Well, the underrepresented majority that wants to see our $3 trillion budget trimmed a bit has at least one voice in Congress these days: Tom Coburn, Republican from Oklahoma.

He's nicknamed "Dr. No" -- and with good reason. This year, Coburn's used the Senate's arcane rules to block dozens of spending measures that, in the estimation of the nonpartisan Congressional Budget Office, would have cost taxpayers more than $10 billion.

He simply refuses to go along. "For those of you who may not know this," Senate Majority Leader Harry Reid has said, "you cannot negotiate with Coburn." Even trying to convince the Oklahoman to agree to more wasteful spending is, in Reid's words, "a waste of time."

But that's exactly the point. Coburn has earned his nickname because he can't be bought off by the prospect of more federal largesse for his state. He won't play the usual Washington game.

Many of the programs he opposes are politically popular -- such as more funding for unsolved civil rights crimes, a national registry for ALS victims and more money to prosecute child pornographers. But he blocks them because they merely duplicate what the government is already doing.

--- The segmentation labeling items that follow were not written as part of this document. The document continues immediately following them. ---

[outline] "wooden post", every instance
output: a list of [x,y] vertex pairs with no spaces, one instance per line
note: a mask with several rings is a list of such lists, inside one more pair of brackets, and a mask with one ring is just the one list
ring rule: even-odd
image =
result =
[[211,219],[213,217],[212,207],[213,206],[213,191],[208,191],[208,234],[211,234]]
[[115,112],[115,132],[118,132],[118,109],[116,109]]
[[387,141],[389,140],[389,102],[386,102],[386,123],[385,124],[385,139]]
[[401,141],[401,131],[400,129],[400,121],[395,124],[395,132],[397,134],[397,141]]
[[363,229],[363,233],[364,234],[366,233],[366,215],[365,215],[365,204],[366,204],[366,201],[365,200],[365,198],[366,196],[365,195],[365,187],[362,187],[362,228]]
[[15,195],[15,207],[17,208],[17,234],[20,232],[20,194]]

"If we pass a new program, we either ought to get rid of the old program, or we ought to make it to where it blends with this other one so it's effective," Coburn told The Washington Post. "Almost everything that they've offered has a duplicate program out there that they're not either eliminating or changing." Coburn, audaciously, wants to change the way Washington operates.

As the Senate was preparing to recess for the summer, Reid tried to outfox Coburn by combining 35 bills Coburn has blocked into one massive spending bill, nicknamed the "Tomnibus" bill (because wide-ranging spending bills are "omnibus" bills). Coburn countered by offering to lift his blocks on the new spending, if the Senate would also eliminate some $45 billion in federal waste that Coburn and his staff had identified.

Reid refused to consider the spending reductions, because he was playing by Washington's usual rules. But those rules don't work anymore -- if they ever did. If they change, it'll be because of stalwart senators such as Tom Coburn. Thank you, Dr. No.

Ed Feulner is president of The Heritage Foundation.